# Merlin Magia vs Extralight



## andrewb

Wondered if anybody had any thoughts on how these 2 frames compare? I've narrowed it down to one or the other, but would love to hear if you have experience of either or both.

In particular, I'm wondering if one would be more suited to my riding style/preferences - I mainly do club rides of 80-120 miles, but also Audaxes, cyclosportives, the Etape, etc.
I'm 6'3" tall, weighing almost 13 stone, and love climbing. 

Any thoughts greatly appreciated.


----------



## BarryG

andrewb said:


> Wondered if anybody had any thoughts on how these 2 frames compare?

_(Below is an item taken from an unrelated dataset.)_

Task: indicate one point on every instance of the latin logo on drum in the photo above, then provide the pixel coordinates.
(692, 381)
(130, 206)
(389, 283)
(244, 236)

Comparing them, I'd say they're both ridiculously overpriced non-custom Ti framesets. Seems like the less expensive Solis would be more suitable for your riding preference anyway. Or spend the same bucks and get a full custom Serotta, Spectrum, Moots, IF, whatever.


----------



## Chainstay

*Go with the conventional geometry*

I'm not familiar with the Magis geometry but I think you should select the bike with the longer wheelbase and less aggressive geometry for greater comfort on long rides, especially if you are hammering. I ride an Extralight (a 1999) and when I have tried some compact frames like Specialized Allez and Giant I found that they accelerated real nice but were twitchy in the front end. On long rides I think this would get tiring. The Extralight is smooth and stable. You never need to think about where the thing is going, when you jump into an attack.

I am also biased to conventional geometry on appearance and tradition but that's purely my taste.


----------



## jsp1210

*I love the extralight like family!!*

I also am torn between the exact 2 frames and I'm not sure I should even be considering anything other than a well equiped Extralight. I had a friends 1997 ExLight for a year and it was heaven on wheels. The perfect cycle! But now being forced to buy one, I am being swayed by economics and considering the Magia because I can get a better deal. I do not know if that is the best way to do this. If you have found any defense of the Magia please come with it. But if money being no object and the rides you listed accurate of your style, then I have to say Extralight.
JSP


----------



## ibhim

If your distance riding expands into randoneering brevets that require racks, fenders, panniers etc, be aware of the following from lines from Merlin's warranty. " Rear racks, chain/seatstay mounted bike trailers and kick stands may not be installed or used on Extralight or XLM frames. Use of aforementioned items will void the warranty."

Interestingly, the Magia was not listed in the above statement, while I was thinking their tubing spec were similar - one being a traditional design the other compact.


----------



## jsp1210

That woud never apply to me. If I was going to do self support distance riding I would not be looking at a compact frame or even Ti for that matter. I assume steel would be the way to go there. But thanks for your help.




ibhim said:


> If your distance riding expands into randoneering brevets that require racks, fenders, panniers etc, be aware of the following from lines from Merlin's warranty. " Rear racks, chain/seatstay mounted bike trailers and kick stands may not be installed or used on Extralight or XLM frames. Use of aforementioned items will void the warranty."
> 
> Interestingly, the Magia was not listed in the above statement, while I was thinking their tubing spec were similar - one being a traditional design the other compact.


----------